Almost one third (30%) of reasons for seeking abortion outside the formal health care setting were due to concerns about privacy and confidentiality - often linked to perceived or experienced stigma - and preferences for at-home abortion.

Olivia*, a 30-year-old woman living in England said: “I have had one medical abortion six years ago and I didn’t like the fact I had to stay in hospital where I wasn’t at all comfortable. I would much rather be in my own home with my partner there to support me.”

Study author Abigail Aiken told HuffPost UK that allowing women to access abortion pills in their own homes is necessary and she urges health services to take note.

“We tend to think of Britain as a place where abortion is easily available, but for a woman who can’t leave her house because of a controlling partner, or a woman who cannot get to a clinic, even one that’s close by, because she has no-one to cover childcare or she cannot afford transport, abortion services are as good as unavailable.

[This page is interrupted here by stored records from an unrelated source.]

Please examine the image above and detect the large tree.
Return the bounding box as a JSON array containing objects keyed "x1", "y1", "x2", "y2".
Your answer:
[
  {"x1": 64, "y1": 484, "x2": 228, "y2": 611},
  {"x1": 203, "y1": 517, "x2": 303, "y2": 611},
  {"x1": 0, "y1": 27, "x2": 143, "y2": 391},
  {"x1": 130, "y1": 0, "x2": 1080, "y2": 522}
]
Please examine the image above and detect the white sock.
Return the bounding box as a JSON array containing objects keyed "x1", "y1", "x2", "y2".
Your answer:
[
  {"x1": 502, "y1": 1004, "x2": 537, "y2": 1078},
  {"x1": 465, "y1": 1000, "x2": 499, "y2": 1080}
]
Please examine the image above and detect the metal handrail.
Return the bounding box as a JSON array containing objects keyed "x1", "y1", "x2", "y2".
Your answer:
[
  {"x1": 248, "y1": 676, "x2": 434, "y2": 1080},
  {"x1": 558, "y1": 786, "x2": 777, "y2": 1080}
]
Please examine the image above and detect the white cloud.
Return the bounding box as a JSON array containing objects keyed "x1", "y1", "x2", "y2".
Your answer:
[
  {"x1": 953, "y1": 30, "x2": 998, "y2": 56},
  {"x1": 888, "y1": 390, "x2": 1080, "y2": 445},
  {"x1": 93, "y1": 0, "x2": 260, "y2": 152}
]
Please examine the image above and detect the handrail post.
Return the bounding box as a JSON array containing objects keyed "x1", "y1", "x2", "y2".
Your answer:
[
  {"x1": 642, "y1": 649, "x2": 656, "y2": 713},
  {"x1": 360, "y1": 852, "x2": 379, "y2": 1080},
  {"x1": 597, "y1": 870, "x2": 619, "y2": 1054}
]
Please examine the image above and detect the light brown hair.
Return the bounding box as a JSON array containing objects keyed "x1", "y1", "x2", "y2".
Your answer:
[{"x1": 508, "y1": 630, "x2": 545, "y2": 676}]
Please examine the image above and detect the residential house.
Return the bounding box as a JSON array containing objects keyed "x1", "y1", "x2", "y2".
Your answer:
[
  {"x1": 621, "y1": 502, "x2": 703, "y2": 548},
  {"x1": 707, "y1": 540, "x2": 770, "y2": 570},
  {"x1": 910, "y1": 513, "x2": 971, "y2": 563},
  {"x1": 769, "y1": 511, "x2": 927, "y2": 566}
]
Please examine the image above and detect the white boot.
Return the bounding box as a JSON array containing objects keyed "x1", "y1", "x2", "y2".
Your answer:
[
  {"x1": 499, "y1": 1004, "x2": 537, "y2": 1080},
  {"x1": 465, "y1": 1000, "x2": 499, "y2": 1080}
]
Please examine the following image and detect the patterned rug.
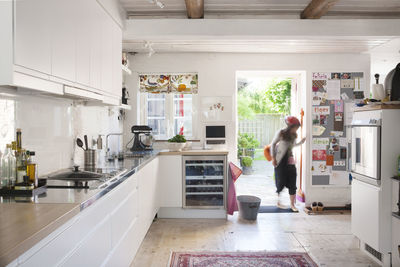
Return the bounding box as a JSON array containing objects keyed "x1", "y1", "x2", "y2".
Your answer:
[{"x1": 169, "y1": 252, "x2": 318, "y2": 267}]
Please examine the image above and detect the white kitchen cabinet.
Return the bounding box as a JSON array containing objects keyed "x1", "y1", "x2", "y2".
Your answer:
[
  {"x1": 138, "y1": 158, "x2": 159, "y2": 238},
  {"x1": 14, "y1": 0, "x2": 53, "y2": 74},
  {"x1": 0, "y1": 0, "x2": 122, "y2": 102},
  {"x1": 158, "y1": 155, "x2": 182, "y2": 208},
  {"x1": 47, "y1": 0, "x2": 76, "y2": 82},
  {"x1": 99, "y1": 12, "x2": 113, "y2": 94},
  {"x1": 351, "y1": 179, "x2": 380, "y2": 251}
]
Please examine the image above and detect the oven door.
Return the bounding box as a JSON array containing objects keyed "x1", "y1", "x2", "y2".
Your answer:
[{"x1": 351, "y1": 125, "x2": 381, "y2": 181}]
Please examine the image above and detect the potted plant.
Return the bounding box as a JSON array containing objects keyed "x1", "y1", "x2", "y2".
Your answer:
[
  {"x1": 241, "y1": 156, "x2": 253, "y2": 175},
  {"x1": 168, "y1": 134, "x2": 186, "y2": 151}
]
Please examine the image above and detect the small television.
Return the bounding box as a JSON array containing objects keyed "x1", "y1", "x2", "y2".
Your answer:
[{"x1": 206, "y1": 125, "x2": 226, "y2": 145}]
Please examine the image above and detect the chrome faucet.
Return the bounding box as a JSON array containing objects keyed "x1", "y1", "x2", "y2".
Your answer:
[{"x1": 106, "y1": 133, "x2": 123, "y2": 158}]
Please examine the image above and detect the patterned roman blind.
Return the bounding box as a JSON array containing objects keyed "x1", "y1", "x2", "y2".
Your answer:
[{"x1": 139, "y1": 73, "x2": 198, "y2": 94}]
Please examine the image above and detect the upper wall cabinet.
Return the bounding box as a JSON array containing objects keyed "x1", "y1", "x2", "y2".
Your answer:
[{"x1": 0, "y1": 0, "x2": 122, "y2": 103}]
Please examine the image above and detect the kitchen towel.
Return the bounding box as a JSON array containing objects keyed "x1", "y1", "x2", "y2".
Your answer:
[{"x1": 228, "y1": 162, "x2": 242, "y2": 215}]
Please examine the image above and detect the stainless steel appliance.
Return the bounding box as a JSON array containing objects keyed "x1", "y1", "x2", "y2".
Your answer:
[
  {"x1": 130, "y1": 125, "x2": 153, "y2": 152},
  {"x1": 182, "y1": 156, "x2": 226, "y2": 209},
  {"x1": 351, "y1": 117, "x2": 381, "y2": 185}
]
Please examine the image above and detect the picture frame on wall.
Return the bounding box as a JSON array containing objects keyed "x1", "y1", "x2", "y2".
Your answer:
[{"x1": 200, "y1": 96, "x2": 233, "y2": 122}]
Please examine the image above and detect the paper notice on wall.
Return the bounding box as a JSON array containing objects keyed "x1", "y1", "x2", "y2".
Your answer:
[
  {"x1": 338, "y1": 138, "x2": 347, "y2": 147},
  {"x1": 313, "y1": 125, "x2": 326, "y2": 136},
  {"x1": 312, "y1": 138, "x2": 329, "y2": 150},
  {"x1": 334, "y1": 100, "x2": 344, "y2": 112},
  {"x1": 312, "y1": 106, "x2": 331, "y2": 115},
  {"x1": 354, "y1": 77, "x2": 365, "y2": 91},
  {"x1": 344, "y1": 103, "x2": 354, "y2": 125},
  {"x1": 326, "y1": 80, "x2": 340, "y2": 100},
  {"x1": 340, "y1": 79, "x2": 354, "y2": 89},
  {"x1": 329, "y1": 171, "x2": 349, "y2": 185},
  {"x1": 312, "y1": 149, "x2": 326, "y2": 160},
  {"x1": 312, "y1": 72, "x2": 329, "y2": 80}
]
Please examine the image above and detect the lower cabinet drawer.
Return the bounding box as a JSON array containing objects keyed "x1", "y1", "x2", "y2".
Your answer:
[
  {"x1": 61, "y1": 217, "x2": 111, "y2": 267},
  {"x1": 110, "y1": 187, "x2": 138, "y2": 247}
]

“Most importantly, this inequity in access in something that can be fixed through woman-centered solutions such as telemedicine provision of early medication abortion. The women in our study have already identified such a service as an option that is accessible and acceptable. Now the medical and health policy communities have to listen to them.”

BPAS are using the findings to call for an “overhaul of our abortion laws”.

“It really underlines the need for a thorough overhaul of our abortion laws so that no woman faces clinically unnecessary obstacles in accessing care. It also concerns us deeply that women using pills bought online are at risk of life in prison if caught.

“Ultimately if we do not think that a woman who turns to online pills to end her own pregnancy should go to prison, we should no longer accept a law that says she should. As we prepare to mark the 50th anniversary of the 1967 Abortion Act next month, it’s high time to create a framework that meets the needs of women today, respects their ability to make their own decisions about their own pregnancies, and provides them with accessible high quality healthcare services to exercise that choice.”

A Department Of Health spokesperson told HuffPost UK: “All women who require abortion services should have access to high quality and safe care.

“It is a widely available procedure that is safe and regulated, with around 180,000 women accessing abortions a year. All abortion providers must have protocols in place for helping vulnerable groups.

“In addition to information on NHS Choices, there are also helplines set up to provide advice.”